894. Enes’den, Peygamber (s.a.v.)’in şöyle bu­yurduğu rivayet edilmiştir:

“-Erginlik çağına kadar iki kızı barındırıp geçindiren (onlara zulüm etmeyerek iyi bakan) kimse var ya, ben ve o Cennette şu iki (par­mağın yakınlığı) gibiyiz.” Havilerden Muhammed ibni Abdülâziz, işaret ve orta parmağı göstermiştir.



895. “İki günah kapısı vardır ki, bunları işleyenlerin cezası dünya­da peşin olarak verilir:

- Biri zulüm = bağy, diğeri de akrabalık bağlarını kesmektir.”



SOY TEMİZLİĞİ

896. Ebû Hureyre’den, Peygamber (s.a.v.)’in şöy­le buyurduğu rivayet edilmiştir:

“- Kerim oğlu kerimin oğlu Kerim oğlu kerim, İbrahim oğlu İshak’ın oğlu Yakub oğlu Yûsuf dur.”

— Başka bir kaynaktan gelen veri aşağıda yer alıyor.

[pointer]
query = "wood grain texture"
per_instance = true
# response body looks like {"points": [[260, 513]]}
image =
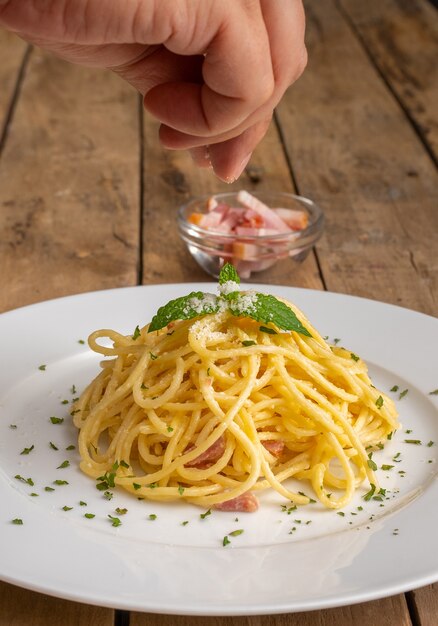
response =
{"points": [[19, 607], [13, 49], [402, 38], [387, 612], [354, 152], [172, 179], [425, 604], [69, 184]]}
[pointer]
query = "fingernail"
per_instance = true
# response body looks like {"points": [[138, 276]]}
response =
{"points": [[239, 169], [201, 157]]}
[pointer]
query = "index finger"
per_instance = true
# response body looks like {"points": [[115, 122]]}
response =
{"points": [[237, 72]]}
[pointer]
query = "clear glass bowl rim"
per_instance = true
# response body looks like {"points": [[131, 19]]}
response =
{"points": [[316, 215]]}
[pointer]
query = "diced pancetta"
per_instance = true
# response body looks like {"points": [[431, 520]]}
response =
{"points": [[271, 219], [274, 446], [245, 503]]}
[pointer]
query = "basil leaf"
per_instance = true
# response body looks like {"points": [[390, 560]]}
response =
{"points": [[184, 308], [228, 274]]}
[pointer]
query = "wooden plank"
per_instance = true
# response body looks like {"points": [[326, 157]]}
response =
{"points": [[353, 151], [402, 39], [172, 179], [388, 612], [13, 50], [69, 180], [20, 607], [425, 604]]}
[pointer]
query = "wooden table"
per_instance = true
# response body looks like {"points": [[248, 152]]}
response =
{"points": [[88, 201]]}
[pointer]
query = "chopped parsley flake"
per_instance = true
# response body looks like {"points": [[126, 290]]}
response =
{"points": [[28, 481], [266, 329], [370, 493], [56, 420], [27, 450], [121, 511]]}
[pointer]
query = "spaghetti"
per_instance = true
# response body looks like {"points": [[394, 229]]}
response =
{"points": [[216, 408]]}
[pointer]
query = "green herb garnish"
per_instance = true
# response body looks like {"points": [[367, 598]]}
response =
{"points": [[259, 307], [56, 420], [27, 450], [379, 402]]}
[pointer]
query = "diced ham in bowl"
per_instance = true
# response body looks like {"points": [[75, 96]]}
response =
{"points": [[251, 231]]}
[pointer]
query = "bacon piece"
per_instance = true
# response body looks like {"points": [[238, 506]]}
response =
{"points": [[210, 456], [245, 503], [270, 218], [274, 446]]}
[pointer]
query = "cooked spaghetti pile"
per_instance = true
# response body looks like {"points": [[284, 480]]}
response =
{"points": [[216, 408]]}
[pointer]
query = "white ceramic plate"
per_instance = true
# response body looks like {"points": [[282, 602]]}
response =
{"points": [[307, 559]]}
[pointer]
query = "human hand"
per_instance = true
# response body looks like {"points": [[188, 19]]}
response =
{"points": [[211, 71]]}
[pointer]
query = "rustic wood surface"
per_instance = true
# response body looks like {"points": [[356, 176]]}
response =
{"points": [[88, 201]]}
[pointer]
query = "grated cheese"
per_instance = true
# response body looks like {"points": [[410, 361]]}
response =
{"points": [[228, 287]]}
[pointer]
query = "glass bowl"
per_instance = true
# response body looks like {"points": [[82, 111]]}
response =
{"points": [[249, 251]]}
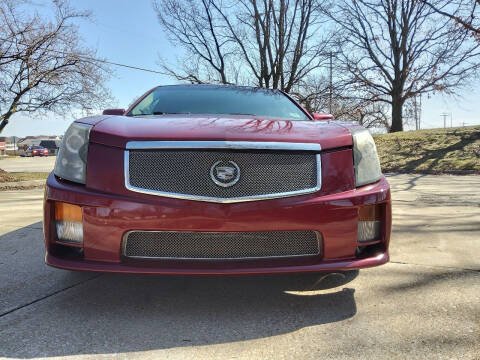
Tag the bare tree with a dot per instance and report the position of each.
(394, 50)
(463, 12)
(275, 43)
(43, 66)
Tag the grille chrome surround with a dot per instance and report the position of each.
(179, 245)
(226, 145)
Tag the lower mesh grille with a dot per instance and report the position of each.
(220, 245)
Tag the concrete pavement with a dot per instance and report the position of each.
(28, 164)
(424, 304)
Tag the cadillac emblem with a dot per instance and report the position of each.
(225, 173)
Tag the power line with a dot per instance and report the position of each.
(90, 58)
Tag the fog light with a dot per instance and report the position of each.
(369, 223)
(68, 223)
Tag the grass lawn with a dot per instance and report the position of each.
(436, 151)
(20, 176)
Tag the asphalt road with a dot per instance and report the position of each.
(28, 164)
(424, 304)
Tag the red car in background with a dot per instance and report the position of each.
(32, 151)
(207, 179)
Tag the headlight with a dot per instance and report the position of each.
(71, 161)
(365, 158)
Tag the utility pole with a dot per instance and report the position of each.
(420, 113)
(444, 115)
(331, 83)
(416, 112)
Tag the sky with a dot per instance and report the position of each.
(128, 32)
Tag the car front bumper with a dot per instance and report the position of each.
(107, 218)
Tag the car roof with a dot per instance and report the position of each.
(217, 86)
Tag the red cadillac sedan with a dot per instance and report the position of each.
(207, 179)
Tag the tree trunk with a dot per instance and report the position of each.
(4, 121)
(397, 115)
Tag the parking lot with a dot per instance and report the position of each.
(424, 304)
(28, 164)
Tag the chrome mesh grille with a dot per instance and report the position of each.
(188, 172)
(220, 245)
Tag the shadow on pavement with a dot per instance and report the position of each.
(113, 313)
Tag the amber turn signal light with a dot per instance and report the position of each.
(68, 223)
(68, 212)
(370, 213)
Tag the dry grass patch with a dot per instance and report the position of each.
(436, 151)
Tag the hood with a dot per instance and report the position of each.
(118, 130)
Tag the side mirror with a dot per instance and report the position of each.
(322, 116)
(114, 112)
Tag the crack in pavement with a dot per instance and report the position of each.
(436, 266)
(48, 295)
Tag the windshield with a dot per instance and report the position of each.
(226, 100)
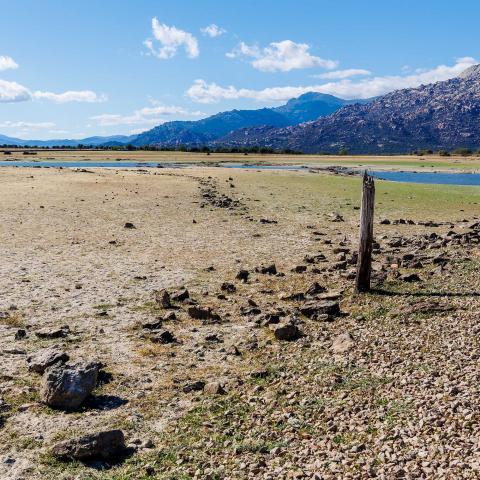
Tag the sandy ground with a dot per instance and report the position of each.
(402, 404)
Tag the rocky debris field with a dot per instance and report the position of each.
(202, 325)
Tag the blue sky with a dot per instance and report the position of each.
(76, 68)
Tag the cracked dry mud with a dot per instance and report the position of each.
(387, 387)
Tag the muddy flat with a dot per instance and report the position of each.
(382, 385)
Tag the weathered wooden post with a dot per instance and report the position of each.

897. Ebû Hureyre’den rivayet edildiğine göre, Rasûlullah (s.a.v.) şöyle buyurdu:

“- Soy temizliği bakımından nesebler birbirine yakın olsa bile, kı­yamet günü benim velilerim takva sahibi olanlardır, insanlar bana amel­lerle gelmezler ve siz (çoğunluk olarak) dünyayı omuzlarınızda taşıyarak gelirsiniz de, ya Muhammedi dersiniz (imdat istersiniz). Ben de şöyle ve şöyle: Hayır, derim.” (Peygamber bunu söylerken de) her iki yanım çevirdi,



898. İbni Abbas’dan rivayet edildiğine göre, şöyle demiştir:

“- Şu âyet ile amel eden bir kimseyi göremiyorum:

- Ey insanlar! Sizi bir erkekle bir dişiden (Âdem ile Havva’dan) yarattık. Hem de sizi soylara ve kabilelere ayırdık ki, birbirinizi tanıyasınız (bağlı olduğunuz kabileyi söyleyerek tanınasınız). Biliniz ki, Allah kabında en iyiniz, takvası en çok olanınızdır, (üstünlük ve fazilet, soy ve neseble değildir.) (Hücurat, 13)

- İnsan insana: Ben senden daha iyiyim, diyor. Halbuki insan Allah’dan korkmakla  (takva sahibi olmakla) ancak başkasından daha iyi olur.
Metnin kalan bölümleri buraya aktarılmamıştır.